In today’s economy, unemployment rates have reached all time highs. As many people continue to unsuccessfully find employment, others have begun to turn towards continuing education as an alternative for work.
Continuing education refers to additional courses or programs taken to enhance personal or professional goals. Unable to obtain work, the jobless figure that additional education can only help their cause. According to the U.S. Bureau of Labor statistics, in 2009 13 percent of production/blue-collar workers were unemployed. As a long term investment, they hope to gain skills or degrees that will help them become better candidates for employment in the future. Assuming that the economy turns around during those couple of years that they study, they will, by that time, have no trouble finding jobs.
The U.S. Department of Education’s National Center for Education Statistics projects that total enrollment in continuing education will rise by 17 percent to 20.4 million students.
Continuing one’s education ultimately seems to benefit society in a whole. The individuals become for skilled for their profession, and once they do acquire jobs, they will be able to more effectively carry out their line of work.
Going back to school as an adult can be tough mentally and emotionally, though. However, some just realize a need for a higher or advanced degree, while others just want a challenge. The University of Continuing Education Association predicts that enrollment of full-time students will rise 23 percent from 2005 to 2016, and the number of part-timers will increase by 6 percent
More and more of these distance education institutions have developed recently for people who prefer not to be in the classroom. Online courses are cheaper, faster and more convenient. According to the U.S. Department of Education’s National Center for Education Statistics, total enrollment in online education classes has increased by an annual average of 21.5 percent over the past five years. American Continuing Education offers a wide range of affordable quality education targeted specifically toward adults looking for continuing education.

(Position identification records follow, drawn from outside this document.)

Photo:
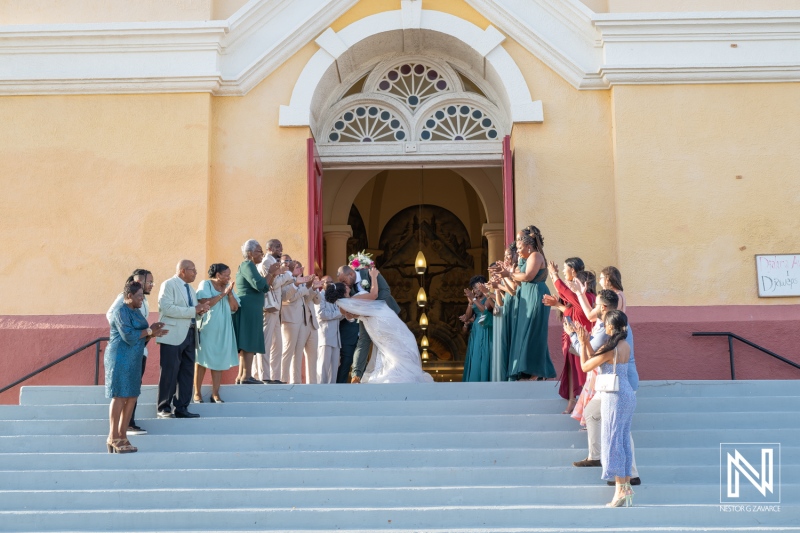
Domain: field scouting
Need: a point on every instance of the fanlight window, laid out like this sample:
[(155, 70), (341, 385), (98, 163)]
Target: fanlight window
[(367, 123), (413, 83), (458, 122)]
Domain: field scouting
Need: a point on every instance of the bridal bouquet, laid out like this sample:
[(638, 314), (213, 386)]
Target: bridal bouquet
[(361, 261)]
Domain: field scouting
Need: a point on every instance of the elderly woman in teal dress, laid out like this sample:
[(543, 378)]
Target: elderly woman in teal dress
[(216, 349), (477, 363), (529, 355), (123, 364), (248, 321)]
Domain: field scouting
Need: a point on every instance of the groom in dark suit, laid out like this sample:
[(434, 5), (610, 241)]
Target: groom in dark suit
[(353, 279)]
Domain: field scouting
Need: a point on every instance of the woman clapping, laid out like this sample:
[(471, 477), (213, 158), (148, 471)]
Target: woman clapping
[(123, 363)]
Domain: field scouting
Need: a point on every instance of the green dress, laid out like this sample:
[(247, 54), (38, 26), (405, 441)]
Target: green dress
[(248, 321), (528, 354), (478, 362), (216, 349)]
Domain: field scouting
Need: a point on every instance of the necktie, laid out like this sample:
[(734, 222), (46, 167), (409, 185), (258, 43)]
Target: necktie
[(189, 298)]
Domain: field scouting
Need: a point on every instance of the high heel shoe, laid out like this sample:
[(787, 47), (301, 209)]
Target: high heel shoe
[(623, 498)]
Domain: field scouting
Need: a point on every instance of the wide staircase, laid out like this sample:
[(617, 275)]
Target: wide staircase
[(488, 457)]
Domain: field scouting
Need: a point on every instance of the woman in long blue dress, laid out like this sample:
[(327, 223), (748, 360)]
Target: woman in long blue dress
[(216, 349), (123, 364), (529, 355), (477, 363), (617, 406)]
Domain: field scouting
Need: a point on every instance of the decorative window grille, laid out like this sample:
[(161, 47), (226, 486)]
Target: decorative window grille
[(413, 83), (367, 123), (458, 122)]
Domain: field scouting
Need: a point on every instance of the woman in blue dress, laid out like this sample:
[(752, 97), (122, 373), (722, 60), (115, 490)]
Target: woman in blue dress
[(529, 355), (123, 364), (216, 349), (477, 363), (617, 407)]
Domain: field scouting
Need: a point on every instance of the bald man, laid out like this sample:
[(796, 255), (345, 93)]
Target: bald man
[(179, 307)]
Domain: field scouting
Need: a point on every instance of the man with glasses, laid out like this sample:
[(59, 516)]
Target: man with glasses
[(179, 307), (145, 277)]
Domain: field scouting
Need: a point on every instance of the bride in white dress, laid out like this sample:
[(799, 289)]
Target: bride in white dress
[(395, 357)]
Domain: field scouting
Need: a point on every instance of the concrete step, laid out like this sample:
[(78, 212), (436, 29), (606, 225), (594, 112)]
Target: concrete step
[(456, 457), (390, 518), (338, 497), (644, 405), (359, 439), (184, 476), (397, 423), (418, 391)]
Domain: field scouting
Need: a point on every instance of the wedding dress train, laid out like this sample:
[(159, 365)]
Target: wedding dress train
[(395, 357)]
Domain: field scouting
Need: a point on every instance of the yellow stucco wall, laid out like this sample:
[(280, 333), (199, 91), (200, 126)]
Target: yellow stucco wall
[(688, 228), (641, 177), (93, 187), (258, 169)]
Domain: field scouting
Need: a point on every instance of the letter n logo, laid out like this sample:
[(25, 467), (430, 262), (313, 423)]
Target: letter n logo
[(737, 460)]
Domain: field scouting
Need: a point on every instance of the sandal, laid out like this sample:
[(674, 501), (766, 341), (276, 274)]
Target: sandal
[(123, 446)]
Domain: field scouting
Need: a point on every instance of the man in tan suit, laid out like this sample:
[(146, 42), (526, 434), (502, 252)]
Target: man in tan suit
[(267, 367), (299, 327), (178, 307)]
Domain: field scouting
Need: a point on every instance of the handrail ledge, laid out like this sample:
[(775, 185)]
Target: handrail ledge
[(96, 341)]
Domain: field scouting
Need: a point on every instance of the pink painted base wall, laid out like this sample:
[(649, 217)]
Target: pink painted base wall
[(665, 348)]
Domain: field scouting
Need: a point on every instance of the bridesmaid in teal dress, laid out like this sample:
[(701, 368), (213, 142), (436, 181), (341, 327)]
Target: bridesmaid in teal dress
[(529, 356), (216, 349), (509, 307), (477, 363)]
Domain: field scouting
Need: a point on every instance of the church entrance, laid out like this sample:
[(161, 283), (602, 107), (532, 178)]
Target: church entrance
[(411, 152), (396, 213)]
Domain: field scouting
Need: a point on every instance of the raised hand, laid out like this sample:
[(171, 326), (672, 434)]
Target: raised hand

Some still enroll in the traditional classroom, but in the end, they decide with friends, family and counselors after determining the best option.
Applying for financial aid is a large part of the process of enrolling, especially for adults returning to school. Programs such as the Student Loan Network and the Act Continuing Education Loan program offer financial aid targeted specifically toward continuing education students.
After becoming familiar with the new student environment, students returning to school mostly enjoy learning again and benefit from the experience. According to Continuing Education Inc., continuing education provides students “an opportunity to relax, renew and reconnect” with the real world. And with a steady work, continuing education students generally end up with a more positive career.